It’s the 4th of July, and I’ll bet few Shore
residents will be thinking, “ We hold these truths to be self evident, that all
men are created equal.” This is our signature declaration of liberty and the
occasion of Independence Day. We’ll be
too busy with fireworks, cookouts and family. Of all our national holidays, Independence Day
is the most festive. It’s a blast. Fireworks go off everywhere.
Where I live, if you miss fireworks in St. Michel’s, you can
catch them in nearby Oxford or Cambridge. Around the fourth, night skies over
the Shore appear like meteor showers.
When I think of the Fourth, my first thought is of fireflies
and hummingbirds. As a boy, on the
Fourth, my family would visit a friends’ lakefront home to celebrate. We’d
arrive toward evening. We’d swim awhile. As the sun set, fireflies appeared. I
loved chasing them and then putting them in a jar. As I ran around, I’d hear
something fly past me making a loud buzzing sound. I never saw it. It always scared
me. A monstrous bug, I thought. I was about forty years old before I realized
it was a hummingbird. Now I associate these experiences with the fourth. Hardly
patriotic!
I may not be a model citizen but I am human. However significant
personal or national events are, or how joyful or traumatic life circumstances
turn out, you and I will invariably recall them first through some peripheral
associations as I did identifying the holiday with humming birds and fireflies.

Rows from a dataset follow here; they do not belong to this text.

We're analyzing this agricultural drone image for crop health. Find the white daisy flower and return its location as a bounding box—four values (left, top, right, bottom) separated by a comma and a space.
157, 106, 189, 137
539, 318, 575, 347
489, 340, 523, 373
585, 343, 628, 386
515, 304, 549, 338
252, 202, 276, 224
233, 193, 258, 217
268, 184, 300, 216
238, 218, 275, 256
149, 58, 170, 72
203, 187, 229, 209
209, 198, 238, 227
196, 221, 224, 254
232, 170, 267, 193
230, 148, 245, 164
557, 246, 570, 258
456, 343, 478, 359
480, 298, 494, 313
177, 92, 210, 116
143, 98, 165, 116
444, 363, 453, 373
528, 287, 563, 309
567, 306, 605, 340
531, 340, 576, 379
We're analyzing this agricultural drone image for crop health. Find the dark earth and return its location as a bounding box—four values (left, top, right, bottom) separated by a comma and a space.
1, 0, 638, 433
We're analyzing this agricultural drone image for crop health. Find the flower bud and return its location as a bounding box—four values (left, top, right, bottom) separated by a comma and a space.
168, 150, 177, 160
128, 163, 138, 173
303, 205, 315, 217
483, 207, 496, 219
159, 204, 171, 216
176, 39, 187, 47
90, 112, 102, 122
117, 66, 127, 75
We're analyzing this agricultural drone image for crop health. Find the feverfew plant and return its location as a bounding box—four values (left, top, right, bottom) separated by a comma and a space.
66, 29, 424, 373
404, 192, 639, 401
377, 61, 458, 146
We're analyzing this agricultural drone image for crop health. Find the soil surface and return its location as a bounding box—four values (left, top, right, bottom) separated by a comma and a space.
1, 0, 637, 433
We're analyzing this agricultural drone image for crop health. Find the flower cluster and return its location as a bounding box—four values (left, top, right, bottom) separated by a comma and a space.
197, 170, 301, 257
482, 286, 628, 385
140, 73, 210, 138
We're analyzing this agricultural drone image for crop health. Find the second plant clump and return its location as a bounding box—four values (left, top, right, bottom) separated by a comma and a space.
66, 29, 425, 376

We get back to the basics through our convoluted associations. Our minds behave
like we peel onions: we start from the outside and work in.
Like fireworks, hot dogs are popular on the Fourth. Nathan’s,
on Coney Island, however, takes eating hot dogs way over the top.
Independence Day each year in Brooklyn, N.Y, Nathan’s, a renowned
hot dog restaurant, holds a contest. About forty thousand spectators attend to
see who can consume the most hot dogs. On July 4th 2012 Joey
Chestnut won his sixth title by consuming 68 hot dogs in ten minutes. The
contest was televised. I’ll bet, when Independence Day arrives, Joey’s first
two thoughts are: how many and how fast.
I say over the top since I see no relationship between wolfing
down 68 hot dogs as relevant to Independence Day. A tenuous case might be made that
our Declaration of Independence leaves Joey free to eat himself silly but it
doesn’t support my idea of equality: there’s only a winner and lots of losers.
But who am I to judge Joey’s patriotism? There’s no essential connection to the birth
of our nation in my trapping of hapless fireflies or hearing frightening sounds
on a summer night, than there is to Joey’s extravagant pig-outs.
In no way are Joey and I equal. I couldn’t eat 68 wieners in
week much less in ten minutes. However,
our country secures for both of us the same opportunity: the freedom to follow
our bliss, whether we seek it on hot dog buns or by catching fireflies in glass
jars.
Now that’s an opportunity worth celebrating.